Await::race() is like Await::all(), but it resumes as long as any of the generators return or throw. The returned value of yield from is a 2-element array containing the key and the value.

function sleep(int $time): Generator {
	// Let's say this is an await version of `scheduleDelayedTask`
	return $time;
}

function main(): Generator {
	[$k, $v] = yield from Await::race([
		"two" => $this->sleep(2),
		"one" => $this->sleep(1),
	]);
	var_dump($k); // string(3) "one"
	var_dump($v); // int(1)
}

Async iterators

In normal PHP functions, there is only a single return value. If we want to return data progressively, generators should have been used, where the user can iterate on the returned generator. However, if the user intends to perform async operations in every step of progressive data fetching, the next() method needs to be async too. In other languages, this is called "async generator" or "async iterator". However, since await-generator has hijacked the generator syntax, it is not possible to create such structures directly.

Instead, await-generator exposes the Traverser class, which is an extension to the normal await-generator syntax, providing an additional yield mode Traverser::VALUE, which allows an async function to yield async iteration values. A key (the current traversed value) is passed with Traverser::VALUE. The resultant generator is wrapped with the Traverser class, which provides an asynchronous next() method that executes the generator asynchronously and returns the next traversed value,

Example

In normal PHP, we may have an line iterator on a file stream like this:

function lines(string $file) : Generator {
	$fh = fopen($file, "rt");
	try {
		while(($line = fgets($fh)) !== false) {
			yield $line;
		}
	} finally {
		fclose($fh);
	}
}

function count_empty_lines(string $file) {
	$count = 0;
	foreach(lines($file) as $line) {
		if(trim($line) === "") $count++;
	}
	return $count;
}

What if we have async versions of fopen, fgets and fclose and want to reimplement this lines function as async?

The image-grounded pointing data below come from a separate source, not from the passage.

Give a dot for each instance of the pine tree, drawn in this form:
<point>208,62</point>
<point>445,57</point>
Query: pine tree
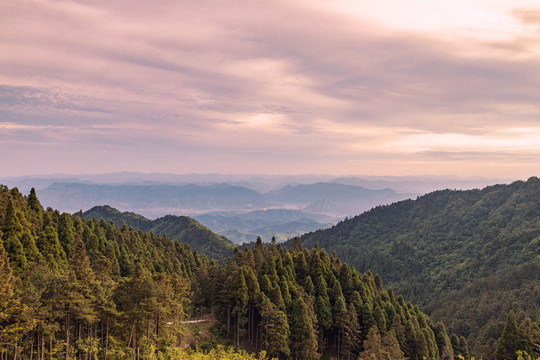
<point>508,343</point>
<point>304,341</point>
<point>351,332</point>
<point>241,298</point>
<point>274,330</point>
<point>13,323</point>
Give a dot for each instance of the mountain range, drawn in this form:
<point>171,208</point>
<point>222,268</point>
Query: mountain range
<point>467,257</point>
<point>179,228</point>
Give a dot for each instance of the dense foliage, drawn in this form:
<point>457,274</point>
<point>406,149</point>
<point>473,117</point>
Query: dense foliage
<point>467,257</point>
<point>75,288</point>
<point>304,304</point>
<point>180,228</point>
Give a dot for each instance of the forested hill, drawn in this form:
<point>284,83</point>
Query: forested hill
<point>468,257</point>
<point>180,228</point>
<point>72,288</point>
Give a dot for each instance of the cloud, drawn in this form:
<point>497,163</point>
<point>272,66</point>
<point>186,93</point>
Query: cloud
<point>314,80</point>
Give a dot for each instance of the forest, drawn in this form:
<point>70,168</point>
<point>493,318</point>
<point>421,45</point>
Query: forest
<point>467,258</point>
<point>76,288</point>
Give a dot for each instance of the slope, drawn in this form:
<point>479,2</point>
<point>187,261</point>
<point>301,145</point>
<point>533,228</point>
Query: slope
<point>468,257</point>
<point>180,228</point>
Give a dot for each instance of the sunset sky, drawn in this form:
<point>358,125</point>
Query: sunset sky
<point>343,87</point>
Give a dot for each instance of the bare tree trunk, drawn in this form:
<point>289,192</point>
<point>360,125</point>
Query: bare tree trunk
<point>32,347</point>
<point>67,336</point>
<point>107,338</point>
<point>228,320</point>
<point>80,337</point>
<point>238,329</point>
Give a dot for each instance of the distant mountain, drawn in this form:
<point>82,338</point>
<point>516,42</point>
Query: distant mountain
<point>344,199</point>
<point>417,184</point>
<point>180,228</point>
<point>468,257</point>
<point>72,196</point>
<point>280,223</point>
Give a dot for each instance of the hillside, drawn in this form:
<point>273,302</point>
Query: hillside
<point>74,288</point>
<point>180,228</point>
<point>468,257</point>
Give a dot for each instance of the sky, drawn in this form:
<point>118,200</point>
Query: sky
<point>343,87</point>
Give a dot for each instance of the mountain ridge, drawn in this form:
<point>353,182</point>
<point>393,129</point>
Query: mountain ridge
<point>447,243</point>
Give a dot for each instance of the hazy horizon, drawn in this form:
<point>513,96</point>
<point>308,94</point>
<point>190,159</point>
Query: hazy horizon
<point>307,87</point>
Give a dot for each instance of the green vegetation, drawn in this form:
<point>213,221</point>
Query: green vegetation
<point>72,288</point>
<point>180,228</point>
<point>467,257</point>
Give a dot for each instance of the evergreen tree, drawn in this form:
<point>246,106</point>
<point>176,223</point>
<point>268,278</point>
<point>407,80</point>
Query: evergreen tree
<point>274,330</point>
<point>241,298</point>
<point>351,333</point>
<point>13,323</point>
<point>508,343</point>
<point>304,341</point>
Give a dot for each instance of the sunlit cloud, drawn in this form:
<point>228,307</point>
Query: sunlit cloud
<point>307,86</point>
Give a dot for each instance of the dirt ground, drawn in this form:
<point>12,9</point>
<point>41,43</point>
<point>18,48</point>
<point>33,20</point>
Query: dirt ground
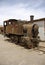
<point>12,54</point>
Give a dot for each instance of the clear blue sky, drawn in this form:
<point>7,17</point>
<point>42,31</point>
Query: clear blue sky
<point>21,9</point>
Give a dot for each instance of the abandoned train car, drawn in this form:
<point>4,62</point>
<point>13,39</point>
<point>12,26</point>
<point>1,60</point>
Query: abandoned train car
<point>22,31</point>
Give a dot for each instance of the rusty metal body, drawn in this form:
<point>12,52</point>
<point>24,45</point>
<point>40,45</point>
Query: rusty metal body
<point>26,33</point>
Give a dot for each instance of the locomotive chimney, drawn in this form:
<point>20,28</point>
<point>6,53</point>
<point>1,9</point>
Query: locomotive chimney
<point>31,18</point>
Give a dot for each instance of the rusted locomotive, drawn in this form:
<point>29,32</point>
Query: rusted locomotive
<point>22,32</point>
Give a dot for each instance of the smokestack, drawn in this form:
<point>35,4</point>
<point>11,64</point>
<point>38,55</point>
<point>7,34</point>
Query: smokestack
<point>31,18</point>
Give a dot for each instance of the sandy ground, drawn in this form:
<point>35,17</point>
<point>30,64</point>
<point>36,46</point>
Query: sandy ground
<point>12,54</point>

We would use the Traverser class instead:

function async_lines(string $file) : Generator {
	$fh = yield from async_fopen($file, "rt");
	try {
		while(true) {
			$line = yield from async_fgets($fh);
			if($line === false) {
				return;
			}
			yield $line => Traverser::VALUE;
		}
	} finally {
		yield from async_fclose($fh);
	}
}

function async_count_empty_lines(string $file) : Generator {
	$count = 0;

	$traverser = new Traverser(async_lines($file));
	while(yield from $traverser->next($line)) {
		if(trim($line) === "") $count++;
	}

	return $count;
}

Interrupting a generator

Yielding inside finally may cause a crash if the generator is not yielded fully. If you perform async operations in the finally block, you must drain the traverser fully. If you don't want the iterator to continue executing, you may use the yield $traverser->interrupt() method, which keeps throwing the first parameter (SOFe\AwaitGenerator\InterruptException by default) into the async iterator until it stops executing. Beware that interrupt may throw an AwaitException if the underlying generator catches exceptions during yield Traverser::VALUEs (hence consuming the interrupts).

It is not necessary to interrupt the traverser if there are no finally blocks containing yield statements.

Versioning concerns

await-generator is guaranteed to be shade-compatible, backward-compatible and partly forward-compatible.

Await-generator uses generator objects for communication. The values passed through generators (such as Await::ONCE) are constant strings that are guaranteed to remain unchanged within a major version. Therefore, multiple shaded versions of await-generator can be used together.

New constants may be added over minor versions. Older versions will crash when they receive constants from newer versions.

Only Await::f2c/Await::g2c loads await-generator code. Functions that merely yield values from the Await class will not affect the execution logic. Therefore, the version of await-generator on which Await::f2c/Await::g2c is called determines the highest version to use.

(For those who do not use virion framework and are confused: await-generator is versioned just like the normal semver for you.)